Threat of terrorist nuke attack on rise, Obama warns

Participating members of the Nuclear Security Summit during the start of the Plenary Session, in Washington, on Tuesday, April 13, 2010.
Participating members of the Nuclear Security Summit during the start of the Plenary Session, in Washington, on Tuesday, April 13, 2010.

— President Barack Obama warned Tuesday that the risk of nuclear attack — not by an enemy nation, but from terrorists — was on the rise despite the end of the Cold War.

In excerpts of his opening address to the first full day of the 47-country Nuclear Security Summit, Obama described the new nuclear reality as a “cruel irony of history.” He called the conference with the goal of locking down all nuclear materials worldwide in four years.

“The risk of a nuclear attack has gone up,” Obama said, as terrorist organizations like the al-Qaida network try to get their hands on nuclear materials.

On the first day of the conference, the summit had already paid early dividends: China’s agreement to work with the U.S. on possible sanctions against Iran and Ukraine’s decision to rid itself of nuclear bomb-making materials.

Obama opened sessions Monday night after two days of meetings with selected presidents and prime ministers of the 47 countries assembled to recharge efforts to keep nuclear material out of terrorist hands.
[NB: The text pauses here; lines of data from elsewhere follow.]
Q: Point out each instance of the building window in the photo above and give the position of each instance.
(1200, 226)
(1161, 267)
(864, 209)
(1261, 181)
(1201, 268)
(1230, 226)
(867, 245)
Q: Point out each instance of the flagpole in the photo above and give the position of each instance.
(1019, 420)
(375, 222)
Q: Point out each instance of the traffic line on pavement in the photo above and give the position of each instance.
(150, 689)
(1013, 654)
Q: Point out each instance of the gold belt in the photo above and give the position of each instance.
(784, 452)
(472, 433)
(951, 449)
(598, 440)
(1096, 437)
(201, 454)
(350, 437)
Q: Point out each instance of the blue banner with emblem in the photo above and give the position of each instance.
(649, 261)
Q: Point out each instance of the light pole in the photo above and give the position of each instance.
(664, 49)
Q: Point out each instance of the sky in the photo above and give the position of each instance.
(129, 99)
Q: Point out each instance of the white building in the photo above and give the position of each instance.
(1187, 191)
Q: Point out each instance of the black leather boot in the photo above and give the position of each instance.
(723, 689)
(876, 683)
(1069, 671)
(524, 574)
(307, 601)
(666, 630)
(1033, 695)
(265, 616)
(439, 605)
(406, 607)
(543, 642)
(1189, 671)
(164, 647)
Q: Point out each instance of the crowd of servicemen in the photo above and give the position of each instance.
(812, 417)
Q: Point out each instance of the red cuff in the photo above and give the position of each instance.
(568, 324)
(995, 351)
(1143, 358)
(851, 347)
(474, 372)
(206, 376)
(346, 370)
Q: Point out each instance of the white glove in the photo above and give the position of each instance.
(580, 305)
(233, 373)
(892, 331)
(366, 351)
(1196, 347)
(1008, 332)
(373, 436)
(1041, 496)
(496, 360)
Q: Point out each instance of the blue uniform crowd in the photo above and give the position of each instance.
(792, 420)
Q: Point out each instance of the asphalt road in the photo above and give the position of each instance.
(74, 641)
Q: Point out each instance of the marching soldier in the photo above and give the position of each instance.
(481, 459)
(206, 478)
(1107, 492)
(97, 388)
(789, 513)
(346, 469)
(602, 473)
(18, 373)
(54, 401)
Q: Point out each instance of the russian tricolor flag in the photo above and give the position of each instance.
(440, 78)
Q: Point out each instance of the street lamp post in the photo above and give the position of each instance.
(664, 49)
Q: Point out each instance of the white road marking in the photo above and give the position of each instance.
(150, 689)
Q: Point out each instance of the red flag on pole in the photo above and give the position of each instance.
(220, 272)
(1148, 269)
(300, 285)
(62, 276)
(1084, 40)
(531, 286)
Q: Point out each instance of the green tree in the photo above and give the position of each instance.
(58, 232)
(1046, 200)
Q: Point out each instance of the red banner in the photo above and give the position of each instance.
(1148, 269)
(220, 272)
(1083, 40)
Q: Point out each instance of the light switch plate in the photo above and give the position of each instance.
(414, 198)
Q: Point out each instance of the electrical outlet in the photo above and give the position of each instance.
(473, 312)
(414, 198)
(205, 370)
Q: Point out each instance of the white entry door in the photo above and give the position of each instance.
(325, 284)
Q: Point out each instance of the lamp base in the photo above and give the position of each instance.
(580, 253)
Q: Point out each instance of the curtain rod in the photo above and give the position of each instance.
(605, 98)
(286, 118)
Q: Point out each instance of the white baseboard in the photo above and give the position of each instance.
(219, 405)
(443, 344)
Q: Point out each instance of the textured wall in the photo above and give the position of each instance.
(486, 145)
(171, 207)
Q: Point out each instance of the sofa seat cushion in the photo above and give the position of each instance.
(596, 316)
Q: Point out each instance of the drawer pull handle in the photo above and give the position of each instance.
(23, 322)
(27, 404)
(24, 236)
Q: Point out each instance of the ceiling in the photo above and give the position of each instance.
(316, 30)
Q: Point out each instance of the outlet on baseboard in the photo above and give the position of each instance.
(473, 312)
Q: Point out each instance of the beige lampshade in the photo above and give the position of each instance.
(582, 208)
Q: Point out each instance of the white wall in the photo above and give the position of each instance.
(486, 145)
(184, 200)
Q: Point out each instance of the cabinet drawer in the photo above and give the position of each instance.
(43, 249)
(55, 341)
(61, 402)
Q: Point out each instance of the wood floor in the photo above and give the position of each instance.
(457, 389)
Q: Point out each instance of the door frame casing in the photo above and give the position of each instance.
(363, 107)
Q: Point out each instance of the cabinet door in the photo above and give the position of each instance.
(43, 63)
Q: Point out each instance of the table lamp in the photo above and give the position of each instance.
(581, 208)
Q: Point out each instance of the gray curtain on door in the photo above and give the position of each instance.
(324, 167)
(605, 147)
It ends Tuesday with a joint declaration to guide future work toward locking away and cleansing the globe of materials still too easily accessible to terrorists.

China’s incremental move toward U.S. ambitions to sanction Iran and Ukraine’s plans get rid of highly enriched uranium put some wind in Obama’s sails as he presses global leaders to join him in securing all nuclear materials within four years.

When the summit began in earnest on Tuesday, the focus was Obama’s goal of ridding the world of nuclear weapons, with efforts to lock down materials to build those bombs an urgent first step.

Tons of plutonium and highly enriched uranium are believed to be insufficiently protected from international criminal gangs and terrorist organizations.

A report Monday by a Harvard nonproliferation found that Pakistan’s nuclear stockpile was the world’s least secure from theft or attack.

Pakistani Prime Minister Yusuf Raza Gilani, in Washington for the conference, insisted that his country’s nuclear weapons are well-guarded.